The Affordable Care Act was the most radical restructuring of our nation’s health-care system in over 50 years. From hospitals and insurers to physicians’ groups, and pharmacy benefit managers, every facet of the American health-care industry has been affected — and consolidated.
The architects of Obamacare insisted the law would lead to greater consolidation and, ultimately, a more efficient, streamlined system. For instance, in the Annals of Internal Medicine, Robert Kocher, Ezekiel J. Emanuel, and Nancy-Ann M. DeParle argued that the Affordable Care Act would “unleash forces that favor integration across the continuum of care.”
Proponents of Obamacare, who previously promoted industry consolidation, are beginning to recant. One author, writing in the Wall Street Journal, admitted that “having every provider in health care ‘owned’ by a single organization is more likely to be a barrier to better care.” With rising insurance premiums, fewer physician networks, higher out-of-pocket costs, and access to fewer hospitals, most Americans are aware that the Affordable Care Act has, in fact, increased health-care costs and decreased competition and consumer choice.
This consolidation has perhaps been most pronounced across our nation’s hospitals. According to the Heritage Foundation, there were 100 hospital mergers in 2012 alone, two years after Obamacare was signed into law. There is some debate over whether mergers generate savings for hospitals — as these mergers are often less about improving efficiency and more about negotiating better prices with insurers. But it’s clear that mergers definitely do not generate savings for the consumer. Amitabh Chandra, a health economist at the Harvard Kennedy School, makes this point, arguing that while consolidation allows hospitals to “negotiate as a conglomerate” when dealing with insurance companies, it “unambiguously will increase prices” for patients. Those price increases are significant. Martin Gaynor, professor of economics and health policy at Carnegie Mellon University, estimatesthat when hospitals merge in already consolidated markets, “prices can increase by more than 20 percent.”
Consolidation is also happening among insurers. Early on, there were efforts by Aetna to merge with Cigna, as well as with Humana. Both of these mergers were blocked by Obama-era courts, which rightly feared mergers would limit competition, drive up consumer costs, and undermine Obamacare. Still, efforts to consolidate have continued. More recently, Wisconsin-based Aurora Health Care Inc. announced plans to merge with Illinois-based Advocate Health Care Inc. Other deals on the horizon include pharmacy giant CVS’s purchase of insurer Aetna.
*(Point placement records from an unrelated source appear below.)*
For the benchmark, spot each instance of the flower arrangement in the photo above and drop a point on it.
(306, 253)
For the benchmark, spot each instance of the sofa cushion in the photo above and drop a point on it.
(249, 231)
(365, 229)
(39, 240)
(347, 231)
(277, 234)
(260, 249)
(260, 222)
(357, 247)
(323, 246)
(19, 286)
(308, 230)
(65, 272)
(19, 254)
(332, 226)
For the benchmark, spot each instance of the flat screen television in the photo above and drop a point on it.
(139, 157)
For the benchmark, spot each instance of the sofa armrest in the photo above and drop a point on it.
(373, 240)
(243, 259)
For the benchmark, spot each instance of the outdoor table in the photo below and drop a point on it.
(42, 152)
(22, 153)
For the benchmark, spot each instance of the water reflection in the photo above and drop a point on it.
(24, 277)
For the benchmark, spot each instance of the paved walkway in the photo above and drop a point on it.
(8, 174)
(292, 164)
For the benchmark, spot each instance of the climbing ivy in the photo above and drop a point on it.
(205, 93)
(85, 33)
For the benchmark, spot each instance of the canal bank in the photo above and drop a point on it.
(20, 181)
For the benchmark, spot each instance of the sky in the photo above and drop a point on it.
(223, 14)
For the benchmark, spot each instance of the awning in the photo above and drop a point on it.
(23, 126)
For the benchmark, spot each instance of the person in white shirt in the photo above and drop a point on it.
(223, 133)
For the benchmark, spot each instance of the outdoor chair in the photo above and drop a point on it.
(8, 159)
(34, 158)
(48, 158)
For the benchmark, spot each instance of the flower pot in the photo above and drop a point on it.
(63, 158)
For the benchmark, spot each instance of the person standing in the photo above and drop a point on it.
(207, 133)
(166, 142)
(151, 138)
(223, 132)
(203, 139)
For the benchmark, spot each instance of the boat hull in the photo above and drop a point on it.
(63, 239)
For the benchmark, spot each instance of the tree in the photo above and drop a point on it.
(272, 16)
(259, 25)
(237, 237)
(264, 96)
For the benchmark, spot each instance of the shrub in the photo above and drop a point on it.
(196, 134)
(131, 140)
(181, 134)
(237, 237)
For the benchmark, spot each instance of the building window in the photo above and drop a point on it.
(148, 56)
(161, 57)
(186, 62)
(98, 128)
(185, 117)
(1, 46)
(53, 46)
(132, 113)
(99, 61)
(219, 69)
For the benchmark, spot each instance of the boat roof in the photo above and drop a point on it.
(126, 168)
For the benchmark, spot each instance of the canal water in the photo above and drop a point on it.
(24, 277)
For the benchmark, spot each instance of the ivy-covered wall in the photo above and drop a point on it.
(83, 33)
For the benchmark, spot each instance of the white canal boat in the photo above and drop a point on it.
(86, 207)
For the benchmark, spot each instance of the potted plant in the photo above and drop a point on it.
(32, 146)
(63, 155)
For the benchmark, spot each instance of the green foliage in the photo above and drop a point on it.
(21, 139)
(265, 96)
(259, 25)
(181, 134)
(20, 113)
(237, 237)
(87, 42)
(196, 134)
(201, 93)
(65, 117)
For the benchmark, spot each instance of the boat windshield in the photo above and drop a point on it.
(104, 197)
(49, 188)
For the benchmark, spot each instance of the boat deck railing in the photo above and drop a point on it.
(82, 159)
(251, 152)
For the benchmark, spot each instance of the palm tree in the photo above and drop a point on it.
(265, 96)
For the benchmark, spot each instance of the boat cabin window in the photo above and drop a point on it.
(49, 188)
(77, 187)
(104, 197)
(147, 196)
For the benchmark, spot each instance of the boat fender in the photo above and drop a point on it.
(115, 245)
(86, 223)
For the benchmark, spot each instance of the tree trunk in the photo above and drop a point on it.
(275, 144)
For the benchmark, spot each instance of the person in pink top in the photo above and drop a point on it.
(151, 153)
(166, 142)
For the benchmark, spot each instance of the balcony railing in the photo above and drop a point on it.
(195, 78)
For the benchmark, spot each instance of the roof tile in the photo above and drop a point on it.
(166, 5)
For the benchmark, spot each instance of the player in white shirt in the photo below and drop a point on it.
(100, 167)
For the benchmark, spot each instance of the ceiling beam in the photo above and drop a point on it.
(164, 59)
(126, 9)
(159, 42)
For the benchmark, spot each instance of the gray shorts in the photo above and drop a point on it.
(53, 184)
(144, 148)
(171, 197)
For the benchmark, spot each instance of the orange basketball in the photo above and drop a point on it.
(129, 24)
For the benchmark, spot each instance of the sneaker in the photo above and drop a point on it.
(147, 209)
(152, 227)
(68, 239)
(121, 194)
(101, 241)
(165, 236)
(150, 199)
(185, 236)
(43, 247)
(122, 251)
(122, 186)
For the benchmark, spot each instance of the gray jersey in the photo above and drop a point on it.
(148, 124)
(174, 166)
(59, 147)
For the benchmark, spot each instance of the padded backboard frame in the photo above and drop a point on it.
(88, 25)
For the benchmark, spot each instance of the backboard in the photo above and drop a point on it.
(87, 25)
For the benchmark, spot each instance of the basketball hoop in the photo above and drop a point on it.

In an already consolidated environment — in 2014, the four largest insurers controlled 83 percent of the market — additional mergers will further reduce competition and increase prices.
If you’ve been to your doctor lately, you may have noticed that the days of small private practices are quickly falling by the wayside. More and more, doctors have joined large group practices as a way of absorbing new costs, including those imposed by Obamacare. In fact, only about one third of physician groups were independent in 2017, compared to almost 60 percent in 2000. There were 117 physician group mergers or acquisitions in 2016 alone — the highest number on record.
To counter rising prices, health-care companies are trying to cut costs by reducing consumer choice in a number of ways. Narrow insurance networks are now the norm, and some Americans are now being forced to travel dozens of miles to access care, as hospital consolidation leads to fewer local practices.
This rampant consolidation has now paved the way for activists to advocate for a single-payer system. They argue that the cause of many of America’s health-care problems — the government — is in fact the solution. But competition and free-market forces — not more consolidation and more government — are what we need to incentivize innovation, increase choice and decrease prices for consumers.
Repealing the individual mandate was an important first step toward fixing our broken health-care system. But elected officials in Washington must work diligently in the coming months to further dismantle Obamacare. If Congress doesn’t act, Obamacare regulations will continue to incentivize consolidation across health-care industries, leaving American consumers with fewer choices and higher out-of-pocket costs.